Objective
Collectively, three aims will establish how families experience screening for the first stages of T1D and how they prefer monitoring to be implemented. We aim to:
1. Characterise both children’s and caregivers’ perceptions and experiences of T1D screening and monitoring, both for those with a first-degree relative and those in the general population.
2. Explore children’s and family preferences for clinical monitoring practices and determine what supports will optimise the uptake of more challenging screening and monitoring procedures such as blood draws.
3. Investigate the perspectives of the research nurses who conduct screening and monitoring to understand what other factors, in addition to those detected by the children and caregivers, may improve the experiences for children and families.
Background Rationale
Considerable quantitative data using surveys and validated questionnaires reveal the emotions of carers when their child develops the first stages of type 1 diabetes before insulin is required. However, there is minimal data directly from the children as to how they themselves experience this event and the subsequent monitoring. This proposed research aims to close this important knowledge gap so that we can design screening and monitoring programs that are both child and family focussed.
Consistent with international data our work in Australia shows that carers of children with a family member with T1D and who are being followed in a pregnancy- birth cohort, are motivated primarily by the ability to monitor their child for the first stages of T1D. Importantly, the participating children who were over 3 years of age sometimes felt differently from their carers about what matters to them. International data reveals the considerable anxiety that can develop in carers when the first stages of T1D (autoantibodies to the insulin producing cells) are detected in their children in both families from the general population and families with a member with T1D. Carers of TEDDY children followed in USA and Europe, who were identified with the first stages of T1D, often developed considerable anxiety. However they over all adapted better with lower parenting stress at the diagnosis of clinical T1D than that experienced in carers from the general population who had not been followed before the diagnosis of T1D. A large- regional screening study from Germany showed that initial stress associated with the identification of the first stages of T1D was a lot less that seen in families of children who were diagnosed outside of the screening program. Dietary changes and glucose monitoring by carers increases when the early stages of T1D are detected. Unsurprisingly, families without a history of T1D have different experiences, different risk perception, and different monitoring practices than families with first-hand experience. All prior data to our knowledge has used so – called quantitative methods such as the validated questionnaires of anxiety.

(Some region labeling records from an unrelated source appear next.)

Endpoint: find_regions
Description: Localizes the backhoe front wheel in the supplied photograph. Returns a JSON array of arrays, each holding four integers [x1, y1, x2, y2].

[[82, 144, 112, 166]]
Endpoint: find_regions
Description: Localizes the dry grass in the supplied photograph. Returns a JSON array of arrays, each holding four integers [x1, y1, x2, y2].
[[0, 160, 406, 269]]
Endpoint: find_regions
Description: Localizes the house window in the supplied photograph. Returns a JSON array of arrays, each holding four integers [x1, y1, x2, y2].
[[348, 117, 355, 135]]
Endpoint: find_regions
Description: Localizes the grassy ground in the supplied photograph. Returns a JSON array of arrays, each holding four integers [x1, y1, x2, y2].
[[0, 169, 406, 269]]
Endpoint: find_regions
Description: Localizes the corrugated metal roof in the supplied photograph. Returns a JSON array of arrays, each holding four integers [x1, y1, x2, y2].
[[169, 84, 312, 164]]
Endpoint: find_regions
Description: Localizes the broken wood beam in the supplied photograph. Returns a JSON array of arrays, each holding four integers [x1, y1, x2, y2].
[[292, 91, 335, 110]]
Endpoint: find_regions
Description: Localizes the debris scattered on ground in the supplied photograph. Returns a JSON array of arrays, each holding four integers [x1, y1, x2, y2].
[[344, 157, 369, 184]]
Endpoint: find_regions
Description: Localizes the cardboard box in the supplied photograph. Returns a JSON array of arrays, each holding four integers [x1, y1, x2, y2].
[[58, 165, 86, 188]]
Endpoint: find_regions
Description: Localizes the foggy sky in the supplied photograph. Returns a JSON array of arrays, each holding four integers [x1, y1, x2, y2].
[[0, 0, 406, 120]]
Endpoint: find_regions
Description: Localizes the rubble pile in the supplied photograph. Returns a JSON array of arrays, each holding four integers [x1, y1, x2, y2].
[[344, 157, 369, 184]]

Quantitative data offer valuable insights regarding emotions in relation to screening, the detection of the early stages of T1D and monitoring. However so – called qualitative methods, that we will use in this project, by interviewing participants individually, gives them a voice to share their lived experiences, allowing researchers to gather rich in-depth data and potentially gain a more comprehensive understanding about screening, diagnosis and monitoring. Qualitative methods are particularly useful for implementation research providing data to explain how and why health interventions may succeed or fail. Interviewing children aged 9 – 11 years and their carers will provide valuable data about their experiences of diabetes monitoring that can inform strategies to optimise our proposed national screening program. Such indepth data cannot be obtained using quantitative methods.
Description of Project
This project aims to understand the perspectives and preferences of children and their families regarding childhood monitoring for early-stage type 1 diabetes (T1D). The over-all goal is to inform the design of a national screening program and optimize the delivery of monitoring and care. Our research will therefore focus on the impact of an earlier diagnosis of T1D, the children’s and families' experiences during ongoing monitoring, and their preferences as to how this should be delivered.
The study is structured around three key aims: 1) assessing the impact and experiences of diagnosis of the first stages of T1D on affected children and their families, 2) exploring children’s and family preferences for monitoring and follow up and 3) gathering insights from health professionals on enhancing care experiences for families.
Here, we propose to interview a substantial sample of children, their caregivers, and research nurses from all three Australian screening and monitoring cohorts. We will therefore provide new qualitative data around a national screening and monitoring program for T1D.
Anticipated Outcome
We anticipate that:
1) 60 children aged 9 - 13 years will provide different experiences and insights than those that can be obtained from their carers, both children who are identified from the general population and those with a first degree relative with T1D.
2) Experiences, anxieties and preferences for monitoring will differ between 60 carers of children with early stages of T1D who are identified from the general population and those living in families with a person with T1D.
3) Preferences for monitoring will differ between 60 carers of children with early stages of T1D who are identified from the general population and those living in families with a person with T1D.
4) Research nurses perspectives will reinforce the experiences of the families for whom they have been following.
Relevance to T1D
Routine screening and monitoring of the first stages of T1D is being modelled, tested and planned in Australia, UK, Europe and the USA with several justifications: (i) to allow early detection and prevent the severe complication of diabetic ketoacidosis at the clinical onset (ii) to provide a smoother path to the onset of insulin requirements and (iii) to identify people who may benefit from immune and other therapies to delay or prevent progression to T1D. However, little is known about how children and their caregivers feel about early diagnosis of the first stages, what support and information families need, and their preferences for how clinical monitoring and support are provided. Needs are likely to differ according to family history of T1D, metropolitan, regional or remote location, and cultural background.